In Javascript (V8), why does forEach on an array consume much more memory than a simple loop?

I am doing some simple data validation on a large dataset in Node.js (version v7.5.0 with a matrix of 15849x12771 entries). The entire dataset is currently in memory for performance reasons. Therefore, it is important for me to reduce the amount of memory consumed to a theoretical minimum (each number representing 8 bytes in JS).

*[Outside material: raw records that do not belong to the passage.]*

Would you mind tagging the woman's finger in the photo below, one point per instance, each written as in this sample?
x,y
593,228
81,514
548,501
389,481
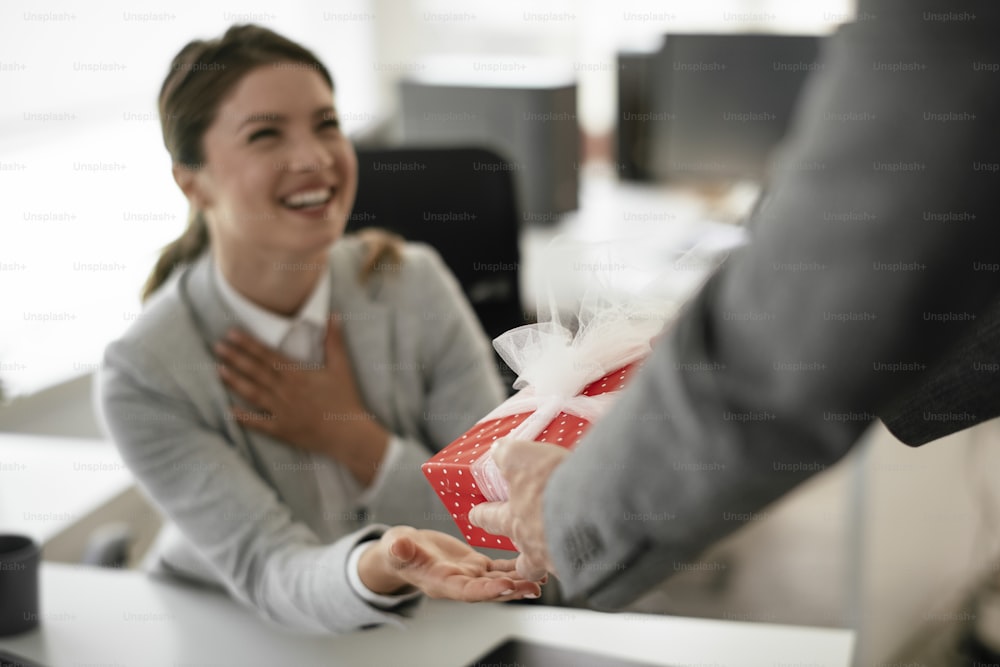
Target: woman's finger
x,y
264,356
247,365
250,390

Please compare the following ways to achieve the same.

with forEach

  regressData.forEach((yxa, yxaIndex) => { yxa.forEach((yx, yxIndex) => { if (!_.isFinite(yx)) { throw new Error(`non-finite entry at [${yxaIndex}, ${yxIndex}]`); } }); }); 

This consumes all the memory of my 4GB + node process, forcing it to never (until my patience is over) still end the loop (I assume it will use a slower swap memory).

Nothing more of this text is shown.